He then went on, a couple of minutes later to tell us all when the chap in question was leaving and where to look. I was very surprised to see that he was a well dressed man in a suit carrying a brief case.



"Ladies and Gentlemen do you want the good news first or the bad news?...... The good news is that last Friday was my birthday and I hit the town and had a great time. I felt sadly let down by the fact that none of you sent me a card! I drive you to work and home each day and not even a card. The bad news is that there is a point's failure somewhere between Stratford and East Ham, which means that we probably won't reach our destination. We may have to stop and return. I won't reverse back up the line simply get out walk up the platform and go back to where we started. In the meantime if you get bored you can simply talk to the man in front or beside you or opposite you.
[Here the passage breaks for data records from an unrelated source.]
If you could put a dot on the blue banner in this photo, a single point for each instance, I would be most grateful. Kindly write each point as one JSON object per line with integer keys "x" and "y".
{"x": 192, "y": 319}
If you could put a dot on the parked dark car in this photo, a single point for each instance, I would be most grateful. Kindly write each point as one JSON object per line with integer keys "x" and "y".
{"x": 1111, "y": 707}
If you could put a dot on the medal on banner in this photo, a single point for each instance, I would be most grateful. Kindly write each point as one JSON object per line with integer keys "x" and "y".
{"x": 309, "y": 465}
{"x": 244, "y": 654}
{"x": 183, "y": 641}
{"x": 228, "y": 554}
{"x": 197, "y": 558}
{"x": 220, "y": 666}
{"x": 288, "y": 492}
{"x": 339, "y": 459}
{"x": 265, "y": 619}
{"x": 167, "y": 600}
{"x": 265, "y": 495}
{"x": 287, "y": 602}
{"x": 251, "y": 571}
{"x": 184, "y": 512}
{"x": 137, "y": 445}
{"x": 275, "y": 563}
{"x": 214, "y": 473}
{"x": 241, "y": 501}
Let me start you off "Hi, my names Gary how do you do?"


"This is the Line Control Room at Baker Street. The Bakerloo Line is running normally today, so you may expect delays to all destinations."


'Well good morning everyone and welcome to your Waterloo and City Line service on this lovely, yummy, lemon-scummy day. This is your Waterloo....' then realising that he had already said Waterloo and City Line service, 'train...service...thingy'. Then later on, 'Well ladies and gentlemen. I can see a light in front of me which I think is probably Bank station, so that's good isn't it? But I personally was hoping for Calais. Perhaps next time, eh?".


"Please use all available doors, there are some really good ones at the front of the train!"


"Ladies and gentlemen this train has 22 doors on each side, please feel free to use all of them, not just the two in the middle".


Whilst making a public announcement re busking/begging on London Underground, the station assistant got the two words slightly confused and came up with the following gem: "London Underground would like to remind everyone that buggering is not allowed at any Underground station!"

"Ladies and gentlemen, upon departing the train may I remind you to take your rubbish with you. Despite the fact that you are in something that is metal, fairly round, filthy and smells, this is a tube train and not a bin on wheels."

"Your delay this evening is caused by the line controller suffering from elbow and backside syndrome, not knowing his elbow from his backside. I'll let you know any further information as soon as I'm given any."


"I am sorry about the delay. Apparently some nutter has just wandered into the tunnel at Euston. We don't know when we'll be moving again, but these people tend to come out pretty quickly. In bits."

"Please allow the doors to close. Try not to confuse this with 'Please hold the doors open'. The two are distinct and separate instructions."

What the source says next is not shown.